In between the public comment declarations that murals are part of the city legacy, which is already known, you can expect to hear quite a bit about three grievances: Artists who feel a mural should as such if done in a certain process; protests on where you can paint a mural; and that the fees are still too high.
One school of thought demands that a wheat paste on a wall isn't a mural, but a form of graphic art, or an installation that should have another ordinance to keep that separate from painted murals. For real mural credentials, it must be painted. No wheat paste. Nothing affixed to a wall, which leave tile mosaics like those from Millard Sheets, or "Story of Our Struggle" in East Los Angeles be declared as installed public art. And the big protest you can expect to hear about is the call against digitally produced works that are affixed to a wall, of which "no vinyl" will be the battle cry.
The Mural Ordinance attempted to leave it open for different works to be part of the other battle cry "Making Art Happen," which includes new substrates being adapted, such as SPARC's method of saving a previously produced work on Broadway, that will take a digital replica of "Calle de la Eternidad" and reinstall on the different side of the same building.
Unless its the interaction is considered, that art had been hand sculpted and part of human process, it's not public art, declares Anna Siqueiros, who will help lead artists attending the public hearing this morning. "Wheat paste is another way for a graphic artist to take the jobs of muralists," she said. Any other process, other than painting directly on a wall, isn't the work of a muralist, but an "installation graphic artist."
That, of course, would include any work produced in a studio that is digitally output on canvas, or non-traditional substrates, like metal or aluminum. Or worse, that dreaded material, vinyl.
SPARC is expected to consider a work produced by digital means to be a valid form of mural.
"MCLA (Mural Conservancy of Los Angele) is not opposed to the production of digitally printed works," said its Executive Director, Isabel Rojas-Williams. "MCLA states that by definition digitally printed artworks belong under 'Public Art Installation' because they must be installed on a substrate and then bolted to a wall. Unlike Kent Twitchell's murals which are painstakingly painted entirely by hand and then adhered directly to a wall, no substrate or bolting necessary."
She adds that artists or the city may not realize that digitally printed images on the exterior wall of a building, mounted on a substrate and attached as "mural" may not be protected under federal based Visual Artists Rights Act (VARA).
Dr. David Diaz, PhD a specialist in Urban Planning, who has been guiding United Painter and Public Artists (UPPA) as they hosted workshops, "doesn't like the mural ordinance" that has strayed from the "building blocks" from months of talks. Other than sharing the mandate that murals are only to be painted, he added "The [City] Panning Department had no rational reverence to public art. Not allowing anything with less then five units . . . conflicts with with class and revitalization."

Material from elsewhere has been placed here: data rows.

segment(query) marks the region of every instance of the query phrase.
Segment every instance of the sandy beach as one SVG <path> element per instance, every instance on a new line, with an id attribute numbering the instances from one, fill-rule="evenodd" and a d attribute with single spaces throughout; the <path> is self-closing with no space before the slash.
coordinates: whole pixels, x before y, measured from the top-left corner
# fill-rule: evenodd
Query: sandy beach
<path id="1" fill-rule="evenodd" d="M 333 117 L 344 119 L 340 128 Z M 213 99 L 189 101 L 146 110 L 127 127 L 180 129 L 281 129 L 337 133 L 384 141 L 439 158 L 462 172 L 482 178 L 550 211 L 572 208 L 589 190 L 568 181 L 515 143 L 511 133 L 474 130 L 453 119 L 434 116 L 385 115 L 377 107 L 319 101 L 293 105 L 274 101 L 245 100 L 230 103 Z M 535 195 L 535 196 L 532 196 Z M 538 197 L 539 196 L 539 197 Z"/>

That is based on the ordinance showing a short list of limits for Original Art Mural, including they will "only be permitted on residential buildings of five or more units."
Thomas Rothman, City Planner, who has been a spokesperson since the departure of Tanner Blackman, who drafted the ordinance, assures that privately owned commerical buildings will be allowed to have murals. The residential clause was based on a Portland Oregon detail that prevents murals on single family homes.
That may also include murals not allowed on walls on private property, such as those that face an alley?
We would have to look at that, he says, and can be reevaluated. "But that is what public hearing is about."
Of course, there is the issue of fees. A permit for an artist would top at $100. Murals before 2002 are grandfathered and not required to obtain a permit. What is sketchy are the murals produced after 2002. Will an artist or sponsor be required to obtain a permit works already up? And if so, if artists who wheat-pasted or installed works not have to obtain a permit if those muralist who lobby that a painted piece is the only true mural style are successful in swaying the City?
Frankly, the ordinance states murals after 2002 and produced up to now will not be required to pay a permit.
Those details will have to be hammered out quickly. The Mural Ordinance Report & Recommendations, if approved by City Planning Commission, will move to Planning and Land use Committee before being adopted by City Council.